Jimmy got up and stepping out into the open beside the waggon, called, ‘Say, Buggins, what in thunder are you doing?’
To see Buggins slide off the ant heap and shuffle shamefacedly back to the waggon before a gallery of four white men and a lot of kaffirs, all cracking and crying with laughter, was a sight never to be forgotten.
I did not want to get lost and be eaten alive, or even look ridiculous, so I began very carefully: glanced back regularly to see what the track, trees, rocks or koppies looked like from the other side; carefully noted which side of the road I had turned off; and always kept my eye on the sun. But day after day and month after month went by without accident or serious difficulty, and then the same old thing happened: familiarity bred contempt, and I got the beginner’s complaint, conceit fever, just as others did: thought I was rather a fine fellow, not like other chaps who always have doubts and difficulties in finding their way back, but something exceptional with the real instinct in me which hunters, natives and many animals are supposed to have; thought, in fact, I could not get lost. So each day I went further and more boldly off the road and grew more confident and careless.
The very last thing that would have occurred to me on this particular day was that there was any chance of being lost or any need to take note of where we went. For many weeks we had been hunting in exactly the same sort of country, but not of course in the same part; and the truth is I did not give the matter a thought at all, but went ahead as one does with the things that are done every day as matters of habit.
Lost in the Veld
We were outspanned near some deep shaded waterholes, and at about three o’clock I took my rifle and wandered off in the hope of dropping across something for the larder and having some sport during the three hours before the evening trek would begin; and as there was plenty of spoor of many kinds, the prospects seemed good enough.

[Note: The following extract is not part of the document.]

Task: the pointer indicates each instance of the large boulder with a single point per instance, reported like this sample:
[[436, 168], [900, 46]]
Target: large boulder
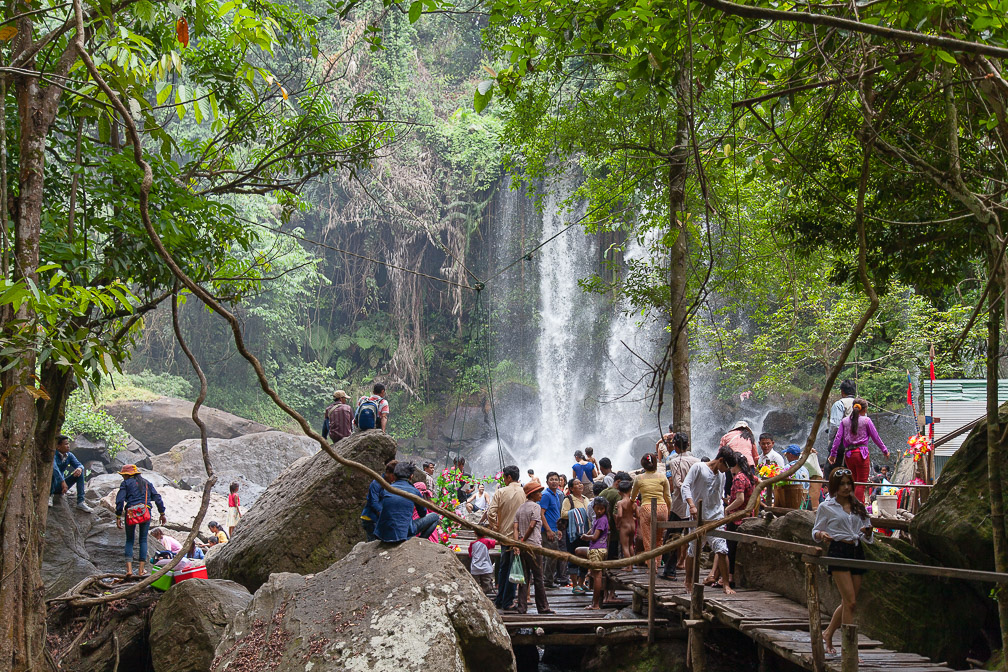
[[946, 622], [381, 609], [66, 560], [189, 623], [307, 519], [955, 523], [162, 423], [252, 460]]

We had been going along slowly, it may be for half an hour, without seeing more than a little stembuck scurrying away in the distance, when I noticed that Jock was rather busy with his nose, sniffing about in a way that looked like business. He was not sure of anything; that was clear, because he kept trying in different directions; not as you see a pointer do, but very seriously, silently and slowly, moving at a cautious walk for a few yards and then taking a look about.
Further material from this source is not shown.